Strategic Planning goes beyond goal setting because it involves outlining the broader approach an individual or organisation will take to achieve set goals. It involves analysing the organisation’s strengths, weaknesses, opportunities, and threats; and then formulating tactics to leverage the strengths, address the weaknesses, seize the opportunities, and mitigate the threats. It helps in allocating resources effectively, making informed decisions, and adapting to changes in the business environment. It also ensures that everyone in the organisation is aligned towards a common vision and works together cohesively. In essence, while goal setting sets specific targets, strategic planning defines how the organisation will navigate its journey toward those targets, almost the establishment of operational systems and processes towards the goals to ensure the principle of Kaizen (continuous improvement).
Why is Strategic Planning important?
Businesses need direction and measurable organisational goals to work towards. Strategic Planning offers that type of guidance. It provides a roadmap that propels a business to its set goals. Without such guidance, there is no way to tell whether a business is on track to success or rolling downhill to failure.

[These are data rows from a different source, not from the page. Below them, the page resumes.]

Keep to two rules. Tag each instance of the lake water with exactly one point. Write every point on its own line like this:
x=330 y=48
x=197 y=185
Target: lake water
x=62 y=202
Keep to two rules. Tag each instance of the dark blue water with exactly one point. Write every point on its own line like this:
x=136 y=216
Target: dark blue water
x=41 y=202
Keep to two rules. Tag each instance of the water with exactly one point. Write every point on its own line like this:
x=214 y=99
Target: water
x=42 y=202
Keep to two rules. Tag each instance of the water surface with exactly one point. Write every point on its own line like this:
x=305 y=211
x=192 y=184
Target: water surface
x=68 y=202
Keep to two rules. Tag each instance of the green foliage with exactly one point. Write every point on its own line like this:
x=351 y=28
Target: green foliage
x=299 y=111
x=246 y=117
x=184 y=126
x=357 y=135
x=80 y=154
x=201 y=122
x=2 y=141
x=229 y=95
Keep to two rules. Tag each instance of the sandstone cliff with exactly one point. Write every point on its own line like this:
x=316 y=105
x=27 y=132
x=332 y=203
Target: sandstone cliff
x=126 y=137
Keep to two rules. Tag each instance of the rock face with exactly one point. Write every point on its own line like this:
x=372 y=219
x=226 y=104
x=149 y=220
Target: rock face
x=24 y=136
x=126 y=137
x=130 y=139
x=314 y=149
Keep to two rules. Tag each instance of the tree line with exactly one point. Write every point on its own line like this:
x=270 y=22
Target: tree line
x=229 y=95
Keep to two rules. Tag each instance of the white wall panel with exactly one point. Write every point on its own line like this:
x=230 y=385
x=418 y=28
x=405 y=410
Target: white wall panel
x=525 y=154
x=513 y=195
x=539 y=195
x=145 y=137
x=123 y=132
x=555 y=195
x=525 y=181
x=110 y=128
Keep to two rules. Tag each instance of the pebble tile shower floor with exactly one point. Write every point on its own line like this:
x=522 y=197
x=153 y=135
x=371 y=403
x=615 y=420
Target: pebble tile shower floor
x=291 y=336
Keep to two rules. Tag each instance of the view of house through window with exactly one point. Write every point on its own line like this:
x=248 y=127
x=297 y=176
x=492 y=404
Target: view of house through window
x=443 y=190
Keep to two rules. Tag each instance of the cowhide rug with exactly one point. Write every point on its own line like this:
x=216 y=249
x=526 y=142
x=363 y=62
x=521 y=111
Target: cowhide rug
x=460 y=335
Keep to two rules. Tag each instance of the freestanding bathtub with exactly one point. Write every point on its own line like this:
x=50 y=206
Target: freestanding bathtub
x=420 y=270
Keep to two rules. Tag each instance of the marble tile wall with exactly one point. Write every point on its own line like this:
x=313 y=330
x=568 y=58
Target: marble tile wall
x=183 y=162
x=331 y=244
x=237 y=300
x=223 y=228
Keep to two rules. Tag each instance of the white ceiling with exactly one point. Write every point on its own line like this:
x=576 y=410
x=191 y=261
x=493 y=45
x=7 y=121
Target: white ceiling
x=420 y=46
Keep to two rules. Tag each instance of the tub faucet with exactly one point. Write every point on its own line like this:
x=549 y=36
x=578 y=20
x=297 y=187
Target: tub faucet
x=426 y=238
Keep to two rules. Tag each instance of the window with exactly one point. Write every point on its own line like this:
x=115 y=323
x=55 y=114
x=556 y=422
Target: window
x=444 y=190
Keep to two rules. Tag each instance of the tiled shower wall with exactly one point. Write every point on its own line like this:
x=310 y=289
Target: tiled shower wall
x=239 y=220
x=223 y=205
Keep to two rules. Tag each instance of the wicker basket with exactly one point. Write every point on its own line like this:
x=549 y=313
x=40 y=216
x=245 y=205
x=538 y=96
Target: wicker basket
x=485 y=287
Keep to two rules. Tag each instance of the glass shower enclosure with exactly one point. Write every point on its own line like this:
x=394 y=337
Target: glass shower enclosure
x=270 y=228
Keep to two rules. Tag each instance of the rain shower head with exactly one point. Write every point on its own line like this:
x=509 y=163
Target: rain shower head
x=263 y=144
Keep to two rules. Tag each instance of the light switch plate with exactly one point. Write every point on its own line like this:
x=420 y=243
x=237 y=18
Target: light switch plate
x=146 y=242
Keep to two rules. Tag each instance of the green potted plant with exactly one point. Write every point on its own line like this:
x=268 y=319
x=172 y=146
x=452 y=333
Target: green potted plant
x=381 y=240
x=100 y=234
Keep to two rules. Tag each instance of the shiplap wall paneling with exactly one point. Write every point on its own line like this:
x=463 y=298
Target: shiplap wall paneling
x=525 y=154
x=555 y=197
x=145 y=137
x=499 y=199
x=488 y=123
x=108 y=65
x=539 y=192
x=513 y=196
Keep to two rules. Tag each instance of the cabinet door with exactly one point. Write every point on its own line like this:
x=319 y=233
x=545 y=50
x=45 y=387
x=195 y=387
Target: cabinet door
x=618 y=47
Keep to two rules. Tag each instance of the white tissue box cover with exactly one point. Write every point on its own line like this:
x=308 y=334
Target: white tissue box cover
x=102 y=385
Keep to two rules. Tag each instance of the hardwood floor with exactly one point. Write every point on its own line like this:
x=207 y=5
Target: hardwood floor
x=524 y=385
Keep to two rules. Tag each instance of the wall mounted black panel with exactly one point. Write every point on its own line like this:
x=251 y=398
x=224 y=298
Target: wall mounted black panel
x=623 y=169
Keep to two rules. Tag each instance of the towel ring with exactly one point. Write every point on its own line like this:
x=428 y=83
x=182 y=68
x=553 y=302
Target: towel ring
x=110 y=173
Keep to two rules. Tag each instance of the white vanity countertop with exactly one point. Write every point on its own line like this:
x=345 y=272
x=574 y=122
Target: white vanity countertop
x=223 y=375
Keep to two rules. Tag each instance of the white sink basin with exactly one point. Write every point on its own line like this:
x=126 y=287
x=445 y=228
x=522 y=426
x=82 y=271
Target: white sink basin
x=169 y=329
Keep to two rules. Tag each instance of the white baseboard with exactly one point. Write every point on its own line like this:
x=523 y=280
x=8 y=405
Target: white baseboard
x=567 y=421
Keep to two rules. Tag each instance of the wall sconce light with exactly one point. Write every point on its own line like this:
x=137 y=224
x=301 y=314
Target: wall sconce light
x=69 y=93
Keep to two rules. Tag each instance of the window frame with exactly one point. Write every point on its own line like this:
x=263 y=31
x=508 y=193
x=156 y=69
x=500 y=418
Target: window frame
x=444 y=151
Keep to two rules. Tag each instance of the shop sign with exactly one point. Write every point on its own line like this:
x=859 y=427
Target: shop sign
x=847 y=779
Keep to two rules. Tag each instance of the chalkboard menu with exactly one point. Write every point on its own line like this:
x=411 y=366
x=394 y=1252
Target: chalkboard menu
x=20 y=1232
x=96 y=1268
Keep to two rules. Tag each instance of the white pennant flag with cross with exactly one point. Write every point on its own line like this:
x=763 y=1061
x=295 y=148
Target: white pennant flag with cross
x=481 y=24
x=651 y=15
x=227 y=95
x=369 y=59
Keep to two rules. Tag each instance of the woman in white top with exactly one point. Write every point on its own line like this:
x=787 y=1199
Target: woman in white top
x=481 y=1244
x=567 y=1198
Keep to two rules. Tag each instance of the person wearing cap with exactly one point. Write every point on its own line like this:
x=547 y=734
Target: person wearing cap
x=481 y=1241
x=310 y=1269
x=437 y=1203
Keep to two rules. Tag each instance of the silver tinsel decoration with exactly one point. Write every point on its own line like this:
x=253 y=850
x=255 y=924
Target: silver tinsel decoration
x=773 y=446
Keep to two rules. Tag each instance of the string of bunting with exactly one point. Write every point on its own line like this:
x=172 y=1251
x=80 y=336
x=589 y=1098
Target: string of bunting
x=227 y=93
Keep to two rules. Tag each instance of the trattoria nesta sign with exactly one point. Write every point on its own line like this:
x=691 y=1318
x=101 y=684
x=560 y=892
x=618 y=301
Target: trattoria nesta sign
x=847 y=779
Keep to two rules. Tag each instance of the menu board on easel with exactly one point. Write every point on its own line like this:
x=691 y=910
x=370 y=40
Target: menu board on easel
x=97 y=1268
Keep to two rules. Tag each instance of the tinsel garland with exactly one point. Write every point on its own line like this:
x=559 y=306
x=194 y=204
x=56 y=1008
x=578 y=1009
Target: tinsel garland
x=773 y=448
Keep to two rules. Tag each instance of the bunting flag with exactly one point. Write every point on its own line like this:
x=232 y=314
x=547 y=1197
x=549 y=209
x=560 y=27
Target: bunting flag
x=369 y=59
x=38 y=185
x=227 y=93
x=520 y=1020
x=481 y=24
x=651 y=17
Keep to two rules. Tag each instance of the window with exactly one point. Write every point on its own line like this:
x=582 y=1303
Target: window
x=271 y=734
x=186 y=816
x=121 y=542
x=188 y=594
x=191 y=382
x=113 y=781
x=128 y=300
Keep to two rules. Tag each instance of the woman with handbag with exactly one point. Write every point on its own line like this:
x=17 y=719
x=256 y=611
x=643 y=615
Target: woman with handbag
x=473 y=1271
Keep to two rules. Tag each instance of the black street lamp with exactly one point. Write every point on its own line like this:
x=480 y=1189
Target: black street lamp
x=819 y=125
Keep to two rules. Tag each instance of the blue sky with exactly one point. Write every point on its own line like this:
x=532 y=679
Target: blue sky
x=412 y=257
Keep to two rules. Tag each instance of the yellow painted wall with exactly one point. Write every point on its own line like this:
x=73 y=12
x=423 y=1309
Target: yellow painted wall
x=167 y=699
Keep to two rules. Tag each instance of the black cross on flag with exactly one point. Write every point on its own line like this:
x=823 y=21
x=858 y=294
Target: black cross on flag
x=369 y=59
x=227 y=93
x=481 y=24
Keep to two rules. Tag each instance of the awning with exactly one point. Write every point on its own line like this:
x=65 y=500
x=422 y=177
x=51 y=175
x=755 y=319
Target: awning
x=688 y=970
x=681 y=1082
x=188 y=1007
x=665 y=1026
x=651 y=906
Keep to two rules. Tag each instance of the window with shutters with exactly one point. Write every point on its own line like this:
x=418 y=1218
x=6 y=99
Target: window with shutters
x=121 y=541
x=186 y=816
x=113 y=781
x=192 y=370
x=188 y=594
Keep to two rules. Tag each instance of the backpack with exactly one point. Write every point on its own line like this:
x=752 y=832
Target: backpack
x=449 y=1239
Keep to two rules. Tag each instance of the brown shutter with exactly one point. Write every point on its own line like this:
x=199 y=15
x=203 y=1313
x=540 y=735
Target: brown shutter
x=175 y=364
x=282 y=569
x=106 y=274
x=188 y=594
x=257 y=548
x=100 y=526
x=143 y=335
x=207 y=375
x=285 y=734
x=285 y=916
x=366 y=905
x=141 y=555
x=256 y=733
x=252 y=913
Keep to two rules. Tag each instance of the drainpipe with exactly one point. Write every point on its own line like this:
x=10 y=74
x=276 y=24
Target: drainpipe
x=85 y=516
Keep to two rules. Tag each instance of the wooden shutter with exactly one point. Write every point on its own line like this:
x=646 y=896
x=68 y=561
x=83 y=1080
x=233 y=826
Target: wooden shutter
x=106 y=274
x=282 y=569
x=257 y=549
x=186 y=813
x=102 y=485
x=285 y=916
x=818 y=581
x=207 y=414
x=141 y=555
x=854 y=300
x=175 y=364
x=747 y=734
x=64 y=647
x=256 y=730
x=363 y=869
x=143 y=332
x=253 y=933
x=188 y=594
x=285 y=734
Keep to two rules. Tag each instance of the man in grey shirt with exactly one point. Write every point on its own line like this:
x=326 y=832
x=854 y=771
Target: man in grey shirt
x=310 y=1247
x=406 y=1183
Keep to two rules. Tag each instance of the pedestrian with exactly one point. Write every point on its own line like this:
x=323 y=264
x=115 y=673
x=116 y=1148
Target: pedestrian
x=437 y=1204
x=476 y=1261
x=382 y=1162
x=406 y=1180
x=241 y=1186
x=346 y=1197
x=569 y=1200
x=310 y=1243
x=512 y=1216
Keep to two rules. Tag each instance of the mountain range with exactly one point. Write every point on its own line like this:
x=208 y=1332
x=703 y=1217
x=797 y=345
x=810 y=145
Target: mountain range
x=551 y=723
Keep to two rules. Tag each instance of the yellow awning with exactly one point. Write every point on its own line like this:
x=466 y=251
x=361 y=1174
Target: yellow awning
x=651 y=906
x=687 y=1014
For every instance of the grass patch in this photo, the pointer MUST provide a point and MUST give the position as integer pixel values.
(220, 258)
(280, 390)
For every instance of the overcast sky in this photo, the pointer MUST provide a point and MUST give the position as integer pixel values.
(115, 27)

The following four aspects of strategy development are worth attention:
- The mission – Strategic planning starts with a mission that offers a company a sense of purpose and direction. The organisation’s mission statement describes who it is, what it does, and where it wants to go. Missions are typically broad but actionable. For example, a business in the education industry might seek to be a leader in online virtual educational tools and services. This goes beyond your ‘fixed’ organisation’s mission but certainly draws from it to break activities into smaller manageable goals for a financial year.
- The goals – Strategic planning involves selecting goals; most planning requires the use of the SMART goal metric (Specific, Measurable, Achievable, Realistic, and Time-bound or other objectively measurable goals. Measurable goals are important because they enable business leaders to determine how well the business is performing against its overall mission. For example, Goal setting for educational business might include releasing the first version of a virtual classroom platform within the first quarter of a financial year or increasing sales of an existing tool by 30% quarter on quarter.
- Alignment with short-term goals – It relates directly to short-term, tactical business planning and can help business leaders with everyday decision-making that better aligns their goals with their strategy. For example, for an educational business, leaders might choose to make strategic investments in communication and collaboration technologies, such as a learning management system or virtual classroom software.
- Evaluation and revision –
This There must be an iterative process in every endeavour. In these very dynamic times, businesses must be agile and periodically evaluate progress against the plan and make changes or adjustments in response to changing conditions on the go. For example, a business may seek a global presence, but legal and regulatory restrictions could emerge that affect its ability to operate in certain geographic regions. As a result, business leaders might have to revise the strategic plan to either collaborate with local entities within those jurisdictions, redefine objectives or change progress metrics all together to match possibilities.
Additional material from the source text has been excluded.